Lower Rio Grande reacts to drought with conservation plan

November 1995

U.S. Water News Online

WESLACO, Texas -- Severe drought in the Lower Rio Grande Basin has jolted
this region into the realization that better management of existing water
supplies will be needed to put "food on the table."

An extended drought along the Lower Rio Grande made headlines earlier this
year when Texas officials refused to share remaining supplies of water
reservoirs with Mexican irrigators across the border. Since then, Texas has
softened its attitude, saying that emergency water aid would be given for
domestic use only.

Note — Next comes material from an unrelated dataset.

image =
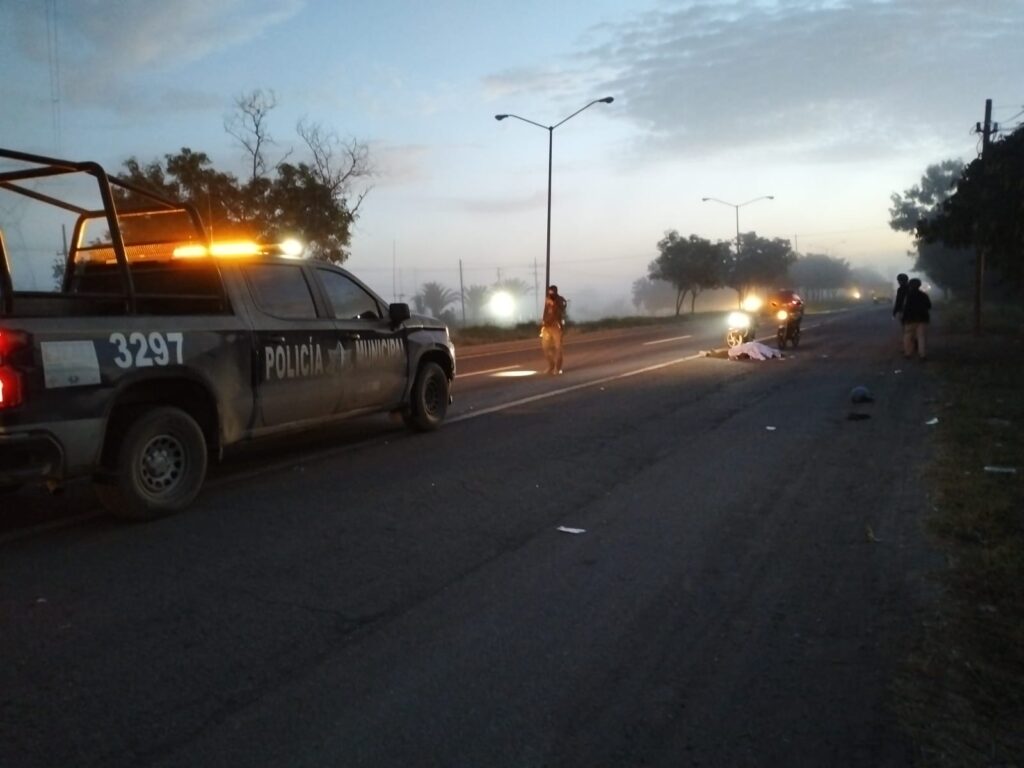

Texans generally believe that Mexico has wasted its water
resources in the region, where some 90 percent of the water supply is used
for agricultural irrigation.

"The cities, the agricultural users, everyone is in this together," said Rio
Grande watermaster John Hinojosa IV. "What we need to start thinking is what
can we do to ensure that we have an adequate supply to meet our future needs,
and the thing that comes to mind first is water conservation," added
Hinojosa. To address existing shortages and to prevent others in the future,
the Valley Water Policy & Management Council has developed a water use
management program that stresses conservation for both agricultural and
municipal water users.

Texas has used all but 43 percent of its reserves in Falcon Lake and Amistad
Reservoir, the two international reservoirs on the Rio Grande that supply
water to users on both sides of the border. Mexico's reserves in the two
reservoirs stand at a meager 9 percent.